Daily Wrap-up: Fed decision helps lift oil, TSX closes higher

Fed decision helps lift oil, TSX closes higher... CMHC reports overvaluation in 9 markets... Scotiabank cuts wealth managers’ jobs...

Steve Randall
Fed decision helps lift oil, TSX closes higher
Many breathed a sigh of relief as the Fed announced that it was not increasing interest rates, especially those in the oil business. The rate freeze helped push oil prices to around 3 per cent higher by the close of the session and energy and financial stocks were among those to benefit.

The main index of the Toronto Stock Exchange was also lifted by a rebound for Bombardier stocks, which gained 6 per cent on expectation of some good news to come as the firm is to report results Thursday, a day earlier than planned.

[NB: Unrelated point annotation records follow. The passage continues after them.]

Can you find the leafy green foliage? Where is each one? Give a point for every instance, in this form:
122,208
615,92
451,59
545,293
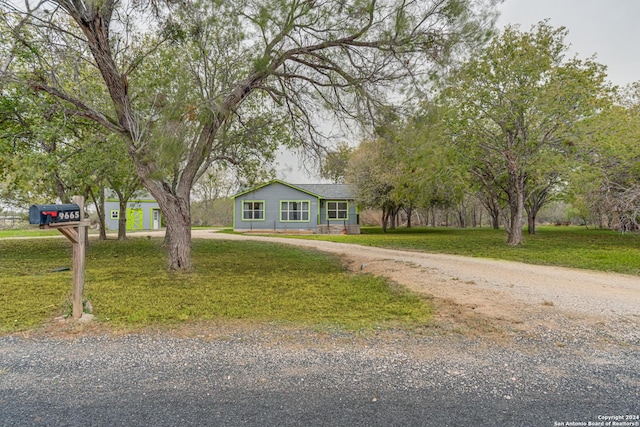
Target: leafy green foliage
514,109
130,287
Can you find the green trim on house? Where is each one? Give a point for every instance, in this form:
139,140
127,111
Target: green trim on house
264,209
301,211
276,181
347,209
116,200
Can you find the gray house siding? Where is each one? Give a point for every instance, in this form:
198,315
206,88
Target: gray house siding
282,207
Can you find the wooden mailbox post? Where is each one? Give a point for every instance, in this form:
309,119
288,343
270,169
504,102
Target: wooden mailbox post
69,220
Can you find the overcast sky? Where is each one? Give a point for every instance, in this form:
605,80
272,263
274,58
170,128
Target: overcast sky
609,30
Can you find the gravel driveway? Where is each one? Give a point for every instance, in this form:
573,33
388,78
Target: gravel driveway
514,346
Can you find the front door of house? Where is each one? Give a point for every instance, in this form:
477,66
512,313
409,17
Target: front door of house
134,219
156,219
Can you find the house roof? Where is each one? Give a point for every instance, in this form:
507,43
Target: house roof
323,191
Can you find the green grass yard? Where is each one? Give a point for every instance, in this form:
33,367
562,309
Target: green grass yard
575,247
129,286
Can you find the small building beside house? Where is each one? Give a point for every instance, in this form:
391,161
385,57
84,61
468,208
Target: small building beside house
143,213
281,207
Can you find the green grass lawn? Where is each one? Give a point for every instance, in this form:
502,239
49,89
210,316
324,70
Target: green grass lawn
576,247
129,286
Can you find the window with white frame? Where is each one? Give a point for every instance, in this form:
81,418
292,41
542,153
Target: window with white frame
337,210
253,210
294,210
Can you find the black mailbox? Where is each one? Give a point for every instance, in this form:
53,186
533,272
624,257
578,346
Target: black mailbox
54,214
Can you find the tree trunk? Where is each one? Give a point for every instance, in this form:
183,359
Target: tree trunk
122,218
495,220
531,222
516,210
99,202
385,218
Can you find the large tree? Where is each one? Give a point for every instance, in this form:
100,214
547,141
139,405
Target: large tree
516,102
195,82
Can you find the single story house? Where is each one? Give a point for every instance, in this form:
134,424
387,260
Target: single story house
281,207
143,212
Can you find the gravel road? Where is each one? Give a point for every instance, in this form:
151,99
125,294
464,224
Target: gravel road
513,346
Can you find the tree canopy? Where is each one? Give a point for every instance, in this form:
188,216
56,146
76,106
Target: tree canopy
514,109
191,83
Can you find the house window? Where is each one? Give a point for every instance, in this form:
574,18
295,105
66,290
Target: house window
337,210
253,210
297,210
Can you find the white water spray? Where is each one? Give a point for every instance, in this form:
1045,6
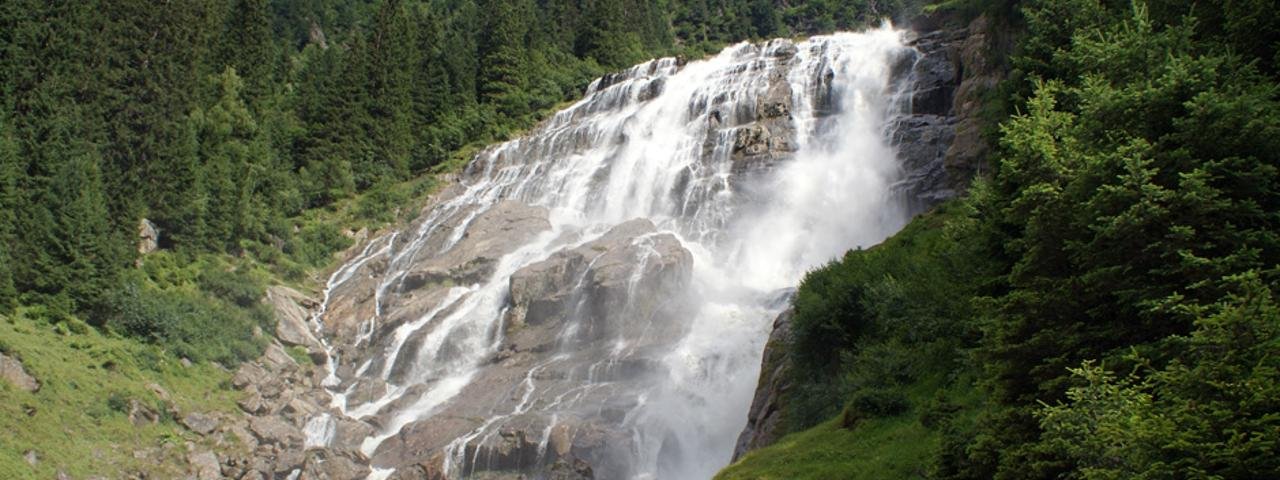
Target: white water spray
760,164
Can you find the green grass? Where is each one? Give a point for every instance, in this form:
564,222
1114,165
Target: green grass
895,447
881,448
78,423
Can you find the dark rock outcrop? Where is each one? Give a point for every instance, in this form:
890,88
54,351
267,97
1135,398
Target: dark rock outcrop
940,137
764,419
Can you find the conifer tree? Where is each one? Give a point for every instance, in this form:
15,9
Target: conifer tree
9,196
392,59
248,46
504,58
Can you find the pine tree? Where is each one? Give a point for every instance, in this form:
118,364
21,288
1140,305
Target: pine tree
392,59
504,58
9,197
248,46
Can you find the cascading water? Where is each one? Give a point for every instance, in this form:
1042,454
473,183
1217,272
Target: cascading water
595,295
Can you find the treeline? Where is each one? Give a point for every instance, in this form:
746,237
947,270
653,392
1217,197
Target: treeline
1104,304
223,122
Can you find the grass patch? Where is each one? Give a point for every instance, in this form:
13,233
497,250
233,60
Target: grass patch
78,421
901,446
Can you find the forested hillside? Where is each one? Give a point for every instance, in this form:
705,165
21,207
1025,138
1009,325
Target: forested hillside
250,140
222,122
1102,305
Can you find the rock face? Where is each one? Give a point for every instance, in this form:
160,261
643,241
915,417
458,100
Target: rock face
764,420
533,316
291,318
563,312
967,156
941,147
12,371
940,138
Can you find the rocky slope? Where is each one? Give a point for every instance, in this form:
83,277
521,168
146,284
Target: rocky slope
586,316
941,146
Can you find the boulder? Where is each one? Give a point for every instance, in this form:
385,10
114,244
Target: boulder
248,374
764,420
205,465
291,318
274,430
149,237
200,423
141,414
327,465
12,371
603,268
277,360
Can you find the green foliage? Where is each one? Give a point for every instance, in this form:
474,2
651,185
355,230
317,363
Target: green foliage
190,324
881,319
87,384
1210,412
316,243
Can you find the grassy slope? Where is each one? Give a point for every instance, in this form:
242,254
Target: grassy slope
897,447
885,447
78,421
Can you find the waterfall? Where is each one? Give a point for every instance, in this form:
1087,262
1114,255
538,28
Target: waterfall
597,293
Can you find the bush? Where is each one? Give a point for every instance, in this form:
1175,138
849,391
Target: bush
315,243
188,324
880,402
232,286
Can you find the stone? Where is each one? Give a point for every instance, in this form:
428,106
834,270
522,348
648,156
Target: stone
277,360
159,392
275,430
764,419
325,465
205,465
288,461
141,414
252,403
291,318
200,423
149,237
248,374
13,371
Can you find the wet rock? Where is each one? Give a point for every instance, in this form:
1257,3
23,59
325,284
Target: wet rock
141,414
149,237
979,55
571,469
248,374
602,272
252,403
274,430
325,465
288,461
275,359
764,420
348,434
205,465
291,318
200,423
13,371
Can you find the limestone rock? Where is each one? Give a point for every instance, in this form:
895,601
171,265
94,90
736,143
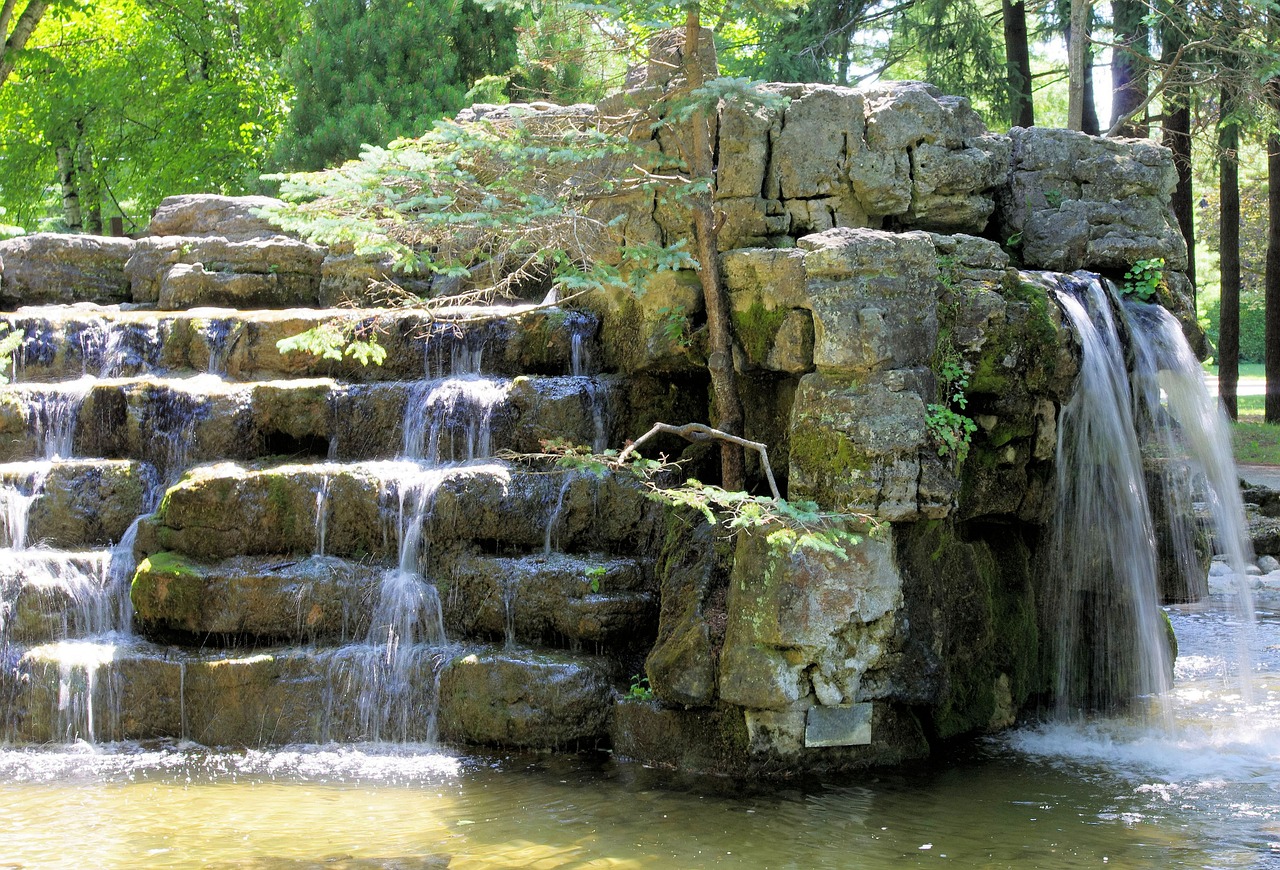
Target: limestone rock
316,598
525,699
81,503
693,571
543,598
208,214
1077,201
804,622
54,268
858,448
873,298
186,271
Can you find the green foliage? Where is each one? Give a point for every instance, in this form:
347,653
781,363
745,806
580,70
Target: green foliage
375,71
949,427
1142,280
789,526
156,99
640,688
334,340
594,576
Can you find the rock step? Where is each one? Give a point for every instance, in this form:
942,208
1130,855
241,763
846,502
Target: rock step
364,511
173,422
553,599
67,342
50,595
120,688
72,503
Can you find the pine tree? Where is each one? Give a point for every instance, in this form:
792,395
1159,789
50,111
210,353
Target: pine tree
373,71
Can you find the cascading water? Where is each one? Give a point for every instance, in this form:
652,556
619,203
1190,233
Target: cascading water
1111,640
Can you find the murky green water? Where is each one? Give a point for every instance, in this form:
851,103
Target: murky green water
1200,792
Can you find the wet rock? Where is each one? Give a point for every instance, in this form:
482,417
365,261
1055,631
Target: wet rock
81,503
526,699
318,598
1078,201
548,599
208,214
64,268
693,573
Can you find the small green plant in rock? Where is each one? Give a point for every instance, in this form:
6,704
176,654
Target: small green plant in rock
1143,279
949,427
640,688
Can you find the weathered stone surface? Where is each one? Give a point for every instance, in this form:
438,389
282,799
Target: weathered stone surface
968,628
534,700
191,285
1077,201
311,599
63,269
757,743
225,509
548,599
50,595
208,214
805,626
872,294
183,271
693,573
856,447
76,503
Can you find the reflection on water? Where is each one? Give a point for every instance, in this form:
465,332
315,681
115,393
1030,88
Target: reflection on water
1203,795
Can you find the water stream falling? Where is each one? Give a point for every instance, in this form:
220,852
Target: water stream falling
1111,637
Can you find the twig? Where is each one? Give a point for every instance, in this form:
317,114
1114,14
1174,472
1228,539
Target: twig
698,433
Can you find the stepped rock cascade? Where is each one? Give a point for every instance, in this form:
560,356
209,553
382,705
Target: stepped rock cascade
348,553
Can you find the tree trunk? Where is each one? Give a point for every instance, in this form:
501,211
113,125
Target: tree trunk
1229,312
71,193
720,362
1022,111
1077,60
1272,274
1089,123
1130,65
90,191
13,41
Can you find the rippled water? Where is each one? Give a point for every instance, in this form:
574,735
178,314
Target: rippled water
1203,795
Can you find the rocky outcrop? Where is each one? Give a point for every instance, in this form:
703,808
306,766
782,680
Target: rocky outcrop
53,268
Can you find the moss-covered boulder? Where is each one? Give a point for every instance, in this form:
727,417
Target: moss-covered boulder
266,599
552,599
525,699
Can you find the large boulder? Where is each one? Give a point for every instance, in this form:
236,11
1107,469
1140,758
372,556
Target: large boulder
525,699
209,214
1077,201
56,268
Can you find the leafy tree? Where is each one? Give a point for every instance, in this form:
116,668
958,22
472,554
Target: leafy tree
16,28
371,71
141,99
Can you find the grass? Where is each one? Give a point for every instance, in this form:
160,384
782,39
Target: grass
1253,442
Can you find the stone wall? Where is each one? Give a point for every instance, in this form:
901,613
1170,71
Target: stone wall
869,238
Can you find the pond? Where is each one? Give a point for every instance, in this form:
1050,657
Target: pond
1200,790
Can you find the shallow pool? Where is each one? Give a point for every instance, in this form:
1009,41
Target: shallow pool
1196,784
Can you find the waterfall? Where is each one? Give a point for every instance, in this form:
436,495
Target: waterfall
1110,637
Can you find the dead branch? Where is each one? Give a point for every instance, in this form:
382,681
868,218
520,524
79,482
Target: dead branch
698,433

Wall Street saw a higher finish too with the exception of the Nasdaq; Apple’s disappointing results weighed.

Asian indexes closed lower ahead of the Fed and the BoJ meeting tomorrow, while European indexes mapped Wall Street to close higher.
 
The S&P/TSX Composite Index closed up 78.22 (0.57 per cent)
The Dow Jones closed up 52.74 (0.29 per cent)
Oil is trending higher (Brent $47.19, WTI $45.27 at 4.20pm)
Gold is trending higher (1247.50 at 4.20pm)
The loonie is valued at U$0.7923
 
CMHC reports overvaluation in 9 markets
Vancouver and Toronto may hit the headlines daily but the Canada Mortgage and Housing Corp. said Wednesday that those two cities are not the only ones with hot housing markets. The agency says that 9 Canadian cities are overvalued and 7 have overbuilding.

Alongside Vancouver and Toronto are Edmonton, Calgary, Saskatoon, Regina, Hamilton, Montreal and Quebec City; these are considered to be overvalued. Despite the report the national assessment from CMHC is that the housing market is not a concern “at this time.”
 
Scotiabank cuts wealth managers’ jobs
At least 7 per cent of the brokers at Scotia McLeod have lost their jobs according to the Globe and Mail. The job cuts are the result of the bank’s strategic review across its business units and, along with the rest of the Big Six, there have been cuts in other divisions in recent months. This latest news, which is yet to be confirmed by Scotia McLeod, comes as concern mounts over so-called ‘robo-advisors’.